Chan, Bryan K. published the artcileDiscovery of a Noncovalent, Mutant-Selective Epidermal Growth Factor Receptor Inhibitor, Quality Control of 1260672-72-7, the publication is Journal of Medicinal Chemistry (2016), 59(19), 9080-9093, database is CAplus and MEDLINE.
Inhibitors targeting the activating mutants of the epidermal growth factor receptor (EGFR) have found success in the treatment of EGFR mutant pos. nonsmall-cell lung cancer. A secondary point mutation (T790M) in the inhibitor binding site has been linked to the acquired resistance against those first generation therapeutics.

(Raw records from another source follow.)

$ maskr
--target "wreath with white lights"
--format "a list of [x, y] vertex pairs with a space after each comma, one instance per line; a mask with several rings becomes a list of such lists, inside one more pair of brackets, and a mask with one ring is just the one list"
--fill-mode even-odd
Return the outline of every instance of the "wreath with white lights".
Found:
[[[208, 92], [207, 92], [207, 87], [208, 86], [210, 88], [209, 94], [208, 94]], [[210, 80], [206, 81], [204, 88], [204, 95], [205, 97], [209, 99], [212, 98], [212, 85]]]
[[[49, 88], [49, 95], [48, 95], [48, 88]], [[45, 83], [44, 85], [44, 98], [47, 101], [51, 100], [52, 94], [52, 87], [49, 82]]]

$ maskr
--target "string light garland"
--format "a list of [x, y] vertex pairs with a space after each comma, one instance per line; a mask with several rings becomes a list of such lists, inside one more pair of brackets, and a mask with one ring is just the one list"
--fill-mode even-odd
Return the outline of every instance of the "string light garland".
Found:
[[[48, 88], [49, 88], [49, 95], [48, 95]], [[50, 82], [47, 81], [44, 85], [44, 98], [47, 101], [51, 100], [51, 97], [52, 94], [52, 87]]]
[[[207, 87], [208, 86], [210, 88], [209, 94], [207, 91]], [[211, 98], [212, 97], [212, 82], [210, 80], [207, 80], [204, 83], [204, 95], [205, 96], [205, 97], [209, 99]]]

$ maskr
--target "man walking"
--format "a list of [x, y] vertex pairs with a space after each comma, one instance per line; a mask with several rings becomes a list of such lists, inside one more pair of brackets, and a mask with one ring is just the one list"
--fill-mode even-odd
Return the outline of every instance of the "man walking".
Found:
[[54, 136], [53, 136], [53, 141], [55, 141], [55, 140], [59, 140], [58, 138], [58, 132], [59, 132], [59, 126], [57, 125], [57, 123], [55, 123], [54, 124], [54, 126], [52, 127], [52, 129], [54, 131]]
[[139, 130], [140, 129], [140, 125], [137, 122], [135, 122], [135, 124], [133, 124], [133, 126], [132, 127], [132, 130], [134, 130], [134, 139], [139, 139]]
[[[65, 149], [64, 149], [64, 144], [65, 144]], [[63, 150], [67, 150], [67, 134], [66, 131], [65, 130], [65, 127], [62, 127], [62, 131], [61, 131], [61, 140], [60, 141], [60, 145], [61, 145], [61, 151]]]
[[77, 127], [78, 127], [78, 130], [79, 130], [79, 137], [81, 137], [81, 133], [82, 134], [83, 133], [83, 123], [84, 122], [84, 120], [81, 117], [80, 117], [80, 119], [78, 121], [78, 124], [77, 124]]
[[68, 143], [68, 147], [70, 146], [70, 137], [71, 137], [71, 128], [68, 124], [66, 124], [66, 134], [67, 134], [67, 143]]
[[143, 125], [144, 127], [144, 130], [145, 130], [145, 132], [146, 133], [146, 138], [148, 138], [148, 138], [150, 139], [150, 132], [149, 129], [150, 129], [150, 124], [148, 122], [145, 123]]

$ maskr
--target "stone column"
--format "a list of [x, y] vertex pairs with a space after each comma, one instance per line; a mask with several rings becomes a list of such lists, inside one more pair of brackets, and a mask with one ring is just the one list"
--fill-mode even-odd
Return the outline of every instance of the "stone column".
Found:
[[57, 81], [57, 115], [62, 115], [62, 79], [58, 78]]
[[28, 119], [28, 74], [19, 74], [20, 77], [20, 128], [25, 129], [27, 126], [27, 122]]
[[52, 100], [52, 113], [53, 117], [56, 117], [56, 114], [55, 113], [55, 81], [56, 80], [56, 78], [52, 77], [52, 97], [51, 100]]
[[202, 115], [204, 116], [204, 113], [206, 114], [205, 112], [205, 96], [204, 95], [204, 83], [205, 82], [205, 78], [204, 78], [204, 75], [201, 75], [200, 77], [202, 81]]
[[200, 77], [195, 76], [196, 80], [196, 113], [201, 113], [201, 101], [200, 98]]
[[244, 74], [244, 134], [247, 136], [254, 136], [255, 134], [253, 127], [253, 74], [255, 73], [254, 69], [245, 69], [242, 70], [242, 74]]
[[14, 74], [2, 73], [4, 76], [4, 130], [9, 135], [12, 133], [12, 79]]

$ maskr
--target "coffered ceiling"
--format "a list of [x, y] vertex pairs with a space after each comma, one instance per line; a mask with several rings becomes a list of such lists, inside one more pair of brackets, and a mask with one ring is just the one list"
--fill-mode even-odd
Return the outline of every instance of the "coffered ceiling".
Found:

Herein, the authors describe the lead optimization of a series of reversible, pan-mutant (L858R, del746-750, T790M/L858R, and T790M/del746-750) EGFR inhibitors. By use of a noncovalent double mutant (T790M/L858R and T790M/del746-750) selective EGFR inhibitor I as a starting point, activities against the single mutants (L858R and del746-750) were introduced through a series of structure-guided modifications. The in vitro ADME-PK properties of the lead mols. were further optimized through a number of rational structural changes. The resulting inhibitor II exhibited excellent cellular activity against both the single and double mutants of EGFR, demonstrating target engagement in vivo and ADME-PK properties that are suitable for further evaluation. The reversible, noncovalent inhibitors described complement the covalent pan-mutant EGFR inhibitors that have shown encouraging results in recent clin. trials.
Journal of Medicinal Chemistry published new progress about 1260672-72-7. 1260672-72-7 belongs to iodides-buliding-blocks, auxiliary class Other Aromatic Heterocyclic,Chloride,Iodide, name is 6-Chloro-3-iodo-1H-pyrazolo[4,3-c]pyridine, and the molecular formula is C6H3ClIN3, Quality Control of 1260672-72-7.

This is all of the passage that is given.